The International Energy Agency (IEA) has improved its forecast for oil price by 6 percent to $88 per barrel in 2025 and by 0.9 percent to $112 per barrel in 2040, according to IEA’s World Energy Outlook 2018 report, Sputnik reported.
In September, the oil price surpassed $80 per barrel for the first time since 2014 in light of geopolitical events, the decrease in Venezuelan output, and decisions made by major oil exporters, which affected production prospects, according to the report.
"In the wake of the fallout from the 2014 oil price crash, the continued expansion of tight oil production in the United States and the prospect of major structural changes in oil consumption underpinned a view that the oil price was set to stay lower for longer, perhaps forever. The reality has been different," the report read.

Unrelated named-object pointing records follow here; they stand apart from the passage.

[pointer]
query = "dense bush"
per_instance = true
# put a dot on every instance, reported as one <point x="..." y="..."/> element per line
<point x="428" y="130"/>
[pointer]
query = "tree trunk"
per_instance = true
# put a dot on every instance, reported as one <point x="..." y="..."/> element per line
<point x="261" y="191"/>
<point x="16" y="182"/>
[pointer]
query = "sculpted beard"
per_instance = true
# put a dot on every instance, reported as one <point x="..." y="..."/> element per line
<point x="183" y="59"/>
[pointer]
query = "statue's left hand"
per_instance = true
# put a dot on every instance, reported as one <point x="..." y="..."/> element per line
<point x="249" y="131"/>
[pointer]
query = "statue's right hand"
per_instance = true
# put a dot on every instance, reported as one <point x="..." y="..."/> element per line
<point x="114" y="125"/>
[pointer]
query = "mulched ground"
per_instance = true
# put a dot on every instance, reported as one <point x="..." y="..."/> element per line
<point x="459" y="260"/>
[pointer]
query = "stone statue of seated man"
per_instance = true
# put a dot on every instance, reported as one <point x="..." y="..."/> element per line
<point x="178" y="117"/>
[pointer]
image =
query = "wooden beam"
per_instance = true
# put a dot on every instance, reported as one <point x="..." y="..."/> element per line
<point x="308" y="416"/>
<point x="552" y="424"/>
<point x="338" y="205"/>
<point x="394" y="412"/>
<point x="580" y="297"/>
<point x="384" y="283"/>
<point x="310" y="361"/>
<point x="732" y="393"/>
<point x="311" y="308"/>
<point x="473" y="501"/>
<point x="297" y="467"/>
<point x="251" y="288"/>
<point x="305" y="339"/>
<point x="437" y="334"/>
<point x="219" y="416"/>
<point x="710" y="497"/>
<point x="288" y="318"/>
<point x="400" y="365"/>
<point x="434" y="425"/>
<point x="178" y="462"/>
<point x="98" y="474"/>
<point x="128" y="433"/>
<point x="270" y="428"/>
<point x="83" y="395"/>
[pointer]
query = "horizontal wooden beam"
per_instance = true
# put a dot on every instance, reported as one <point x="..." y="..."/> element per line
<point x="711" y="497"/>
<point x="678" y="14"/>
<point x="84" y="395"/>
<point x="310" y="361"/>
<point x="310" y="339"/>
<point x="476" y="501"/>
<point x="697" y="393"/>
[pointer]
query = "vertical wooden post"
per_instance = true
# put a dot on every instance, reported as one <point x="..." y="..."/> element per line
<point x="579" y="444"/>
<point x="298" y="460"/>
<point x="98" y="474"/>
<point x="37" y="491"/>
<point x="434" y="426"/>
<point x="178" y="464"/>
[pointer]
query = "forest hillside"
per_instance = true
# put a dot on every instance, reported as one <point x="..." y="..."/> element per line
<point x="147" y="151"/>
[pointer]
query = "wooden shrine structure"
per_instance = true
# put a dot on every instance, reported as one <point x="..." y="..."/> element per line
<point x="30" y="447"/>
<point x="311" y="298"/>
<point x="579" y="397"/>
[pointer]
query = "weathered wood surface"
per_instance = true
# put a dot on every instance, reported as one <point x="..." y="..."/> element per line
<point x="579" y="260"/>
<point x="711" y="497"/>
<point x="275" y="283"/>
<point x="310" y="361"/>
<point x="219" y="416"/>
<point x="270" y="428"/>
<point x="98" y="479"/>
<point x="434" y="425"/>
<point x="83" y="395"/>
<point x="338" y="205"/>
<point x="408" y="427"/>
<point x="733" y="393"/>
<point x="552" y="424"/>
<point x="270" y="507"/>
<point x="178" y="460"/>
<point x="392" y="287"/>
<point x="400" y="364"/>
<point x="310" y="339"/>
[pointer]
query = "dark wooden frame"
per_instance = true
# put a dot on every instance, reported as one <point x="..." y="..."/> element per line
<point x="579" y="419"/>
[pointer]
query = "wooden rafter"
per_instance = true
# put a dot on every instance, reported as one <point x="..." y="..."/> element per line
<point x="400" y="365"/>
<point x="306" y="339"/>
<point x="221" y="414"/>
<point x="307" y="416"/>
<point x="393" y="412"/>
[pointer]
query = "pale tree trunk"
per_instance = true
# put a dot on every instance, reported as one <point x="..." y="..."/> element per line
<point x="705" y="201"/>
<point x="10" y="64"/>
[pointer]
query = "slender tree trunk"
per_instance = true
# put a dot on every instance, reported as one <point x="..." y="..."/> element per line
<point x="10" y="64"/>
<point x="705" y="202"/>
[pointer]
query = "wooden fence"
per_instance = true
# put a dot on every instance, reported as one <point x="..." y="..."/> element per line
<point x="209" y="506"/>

According to the report, taking into account current countries’ energy policies and their announced plans, oil price is projected to gradually increase from the average price of $52 per barrel in 2017 to $88 per barrel in 2025, $96 in 2030, $105 in 2035 and $112 in 2040.
Moreover, the IEA expects world oil demand to increase from 94.8 million barrels per day in 2017 to 106.3 million barrels per day in 2040.
"China and India are responsible for nearly half of the total increase in demand to 2040. The heavy lifting on supply is led initially by the United States, but later on the Organization of the Petroleum Exporting Countries (OPEC) steadily increases its share of total oil supply," the report read.
The agency expects that in the long term trucks, petrochemicals, aviation and cars will be among the largest drivers of world oil demand.
The decrease in the number of new upstream oil and gas projects could result in a supply crunch and a further growth of prices, the International Energy Agency said.
"Today's flow of new upstream projects appears to be geared to the possibility of an imminent slowdown in fossil fuel demand, but in the New Policies Scenario this could well lead to a shortfall in supply and a further escalation in prices," the report read.
According to the IEA, the largest supply crunch could be expected in the oil sector, as the average level of approvals of new conventional crude oil projects over the last three years "is only half the amount necessary to balance the market out to 2025."
The World Bank Group said at the One Planet Summit in Paris in December that it would cease to finance upstream oil and gas projects after 2019 "to align its support to countries to meet their Paris goals."
Carbon emissions from the energy sector are expected to increase slowly until 2040, undermining hopes of world countries to turn the corner on tackling climate change, the International Energy Agency said.
"The New Policies Scenario puts energy-related CO2 emissions on a slow upward trend to 2040, a trajectory far out of step with what scientific knowledge says will be required to tackle climate change," the report read.
While the countries signed up to the Paris climate agreement are, in aggregate, expected to deliver on its objectives, they are insufficient "to reach an early peak in global emissions."
"The projected emissions trend represents a major collective failure to tackle the environmental consequences of energy use. Lower emissions of the main air pollutants in this scenario are not enough to halt an increase in the number of premature deaths from poor air quality," the report noted.
Under the Paris agreement, the governments agreed to a long-term goal of maintaining the increase in global average temperature to well below 2 degrees Celsius above pre-industrial levels.
The share of electricity produced by nuclear power plants is expected to stay at around 10 percent but generation in China is projected to surpass the European Union and the United States before 2030, the International Energy Agency also said.
"The share of generation from nuclear plants — the second-largest source of low-carbon electricity today after hydropower — stays at around 10%, but the geography changes as generation in China overtakes the United States and the European Union before 2030," the report read.
According to the IEA, about two-thirds of today's nuclear power plants in advanced economies are over 30 years old, reaching the end of their expected lifetimes.
"Decisions to extend, or shut down, this capacity will have significant implications for energy security, investment and emissions," the report added.
According to the IEA, new nuclear power capacity decreased sharply to 3.6 gigawatts (GW) in 2017.
Natural gas is projected to surpass coal and become the second largest global energy source behind oil in 2030, the International Energy Agency said.
"In the New Policies Scenario, a rising tide of electricity, renewables and efficiency improvements stems growth in coal consumption… Natural gas overtakes coal in 2030 to become the second-largest fuel in the global energy mix," the report read, adding that industrial consumers are expected to make the largest contribution to a 45 percent increase in global gas use.
While the use of industrial coal is expected to show a small increase to 2040, the IEA projects decline in overall consumption in China, Europe and North America to be compensated by rises in India and Southeast Asia.
According to the IEA, coal currently makes up a third of all energy consumed worldwide and plays an essential role in iron and steel industries.